BENTON, N.H. – The hiker trudged up a logging road and into a valley, tracing a route that seemed unremarkable. There were no sweeping views of mountains. There was no summit to scale. Yet he stopped suddenly, jubilant, after about 4 miles of walking. He had found exactly what he was searching for: quiet.

"Let's see," said Dennis Follensbee, "how we experience three minutes of silence."

In these loud times β€” with political foes yelling on television, trucks rumbling through streets and smartphones chirping all around β€” who doesn't want a little peace and quiet? But some wilderness lovers have taken their aversion to the cacophony of the modern world a step further, traveling to some of the country's most remote areas in a quest for utter silence.

Armed with Google Maps, bushwhacking tools and 16 years of experience hiking in the area, Follensbee, a programmer, is on an exhaustive search for the noiseless hollows and dells of New Hampshire's White Mountains.

"I know there must be places I can go to have peace," said Follensbee, 39, who has mapped 23 quiet places so far, although he has shared the exact locations only with family members and close friends. (If quiet places are widely known, he reasons, "they cease to be quiet.")

Connoisseurs of quiet say it is increasingly difficult, even in the wilderness, to escape the sounds of vehicles, airplanes, industries and voices.

A study published last year in the academic journal Science found that noise pollution was doubling sound levels in much of the nation's conserved land, such as national parks and areas preserved by the federal Bureau of Land Management.

Noise that humans create can be annoying but also dangerous to animals that rely on hearing to seek their prey and avoid predators. "We're really starting to understand the consequences of noise and the importance of natural sound," said Rachel Buxton, a conservation biologist at Colorado State University who worked on the study.

In Washington state, Gordon Hempton, an acoustic ecologist β€” part of a small field of experts who study natural soundscapes β€” has made it a mission to preserve what he calls "1 square inch" of quiet in Olympic National Park. He and other advocates have raised concerns about noise from loud Navy jets and other air traffic, but says he believes that Olympic National Park is one of only about 12 places in the continental United States where a person could listen for 15 minutes and hear no man-made sound.
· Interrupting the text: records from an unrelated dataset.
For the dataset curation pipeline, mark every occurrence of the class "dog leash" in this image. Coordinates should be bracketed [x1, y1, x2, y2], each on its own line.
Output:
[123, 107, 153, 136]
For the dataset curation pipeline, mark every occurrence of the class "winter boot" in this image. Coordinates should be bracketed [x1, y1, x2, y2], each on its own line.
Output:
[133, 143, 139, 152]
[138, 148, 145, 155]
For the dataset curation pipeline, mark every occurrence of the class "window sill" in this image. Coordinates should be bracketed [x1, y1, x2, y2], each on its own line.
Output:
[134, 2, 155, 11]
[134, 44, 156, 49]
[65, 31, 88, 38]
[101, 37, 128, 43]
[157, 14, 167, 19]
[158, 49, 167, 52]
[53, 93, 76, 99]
"We need to defend quiet places that remain as well as clean up places that should be quiet," Hempton said.

Keeping things hush-hush

To some degree, those efforts are underway. The National Park Service has a policy requiring park managers to measure "baseline acoustic conditions" and determine which noises have an adverse effect. There is even a branch of the Park Service known as the Natural Sounds and Night Skies Division that is dedicated in part to preserving the untrammeled soundscape.

At Muir Woods National Monument, officials have posted signs urging people to keep their voices soft. Low-flying air tours are banned over Rocky Mountain National Park. In 2015, at Grand Teton National Park, officials installed a noise meter β€” similar to a roadside speedometer β€” that showed passing vehicles how much noise they are making. And this year, parks officials repaved a road in Death Valley with different kinds of surfaces so they could compare how much noise each one produced.

Efforts to regulate noise have never been as broad or well organized as some environmental causes, and they sometimes have lost steam or been met with opposition from industry groups. In the 1970s, the Environmental Protection Agency had an Office of Noise Abatement and Control, but it lost its funding during deregulation of the early 1980s.

For years, conservationists seeking to minimize noise from visitors and helicopter flights at the Grand Canyon have met opposition from businesses and Indian tribes that depend on tourism and recreation. And people whose passions make noise β€” such as snowmobilers and motorcyclists β€” argue that they, too, have the right to enjoy the wilderness.

Loud engines, crowds

On a recent Sunday afternoon, motorcycles thundered up the Mount Washington Auto Road, and cars lumbered around hairpin turns. At the top of the mountain, the wheels of a motor coach rumbled over the gravel, and the biodiesel engine of the Cog Railway, which carts visitors up and down the mountain, whirred constantly.

Hiker Richard Davy's journey up the mountain brought him to the summit, where the sound of a crying child could be heard over all else. He takes a semiannual pilgrimage here, and said he hoped his ashes would one day be scattered here. "With that crying kid, I don't know, I might reconsider," Davy, 69, said.

Given the loud crowds, some hikers have taken to avoiding the tallest mountains, making lists instead of quieter getaways. But even in out-of-the-way places, silence can be fleeting.

When Follensbee found one of his preferred spots the other day, he pulled out his phone to record sounds. He is not looking for a complete auditory vacuum, but a place without man-made noise where you can hear the sounds you can hear only when it is quiet.

For three minutes, a soft hum of insects, a rustle of leaves and the calls of birds was all there was. Then came the whine of a vehicle, its motor growing louder as it came over a ridge. It ruined everything.

"It is a little disappointing," Follensbee said, shaking his head. "We're so far out."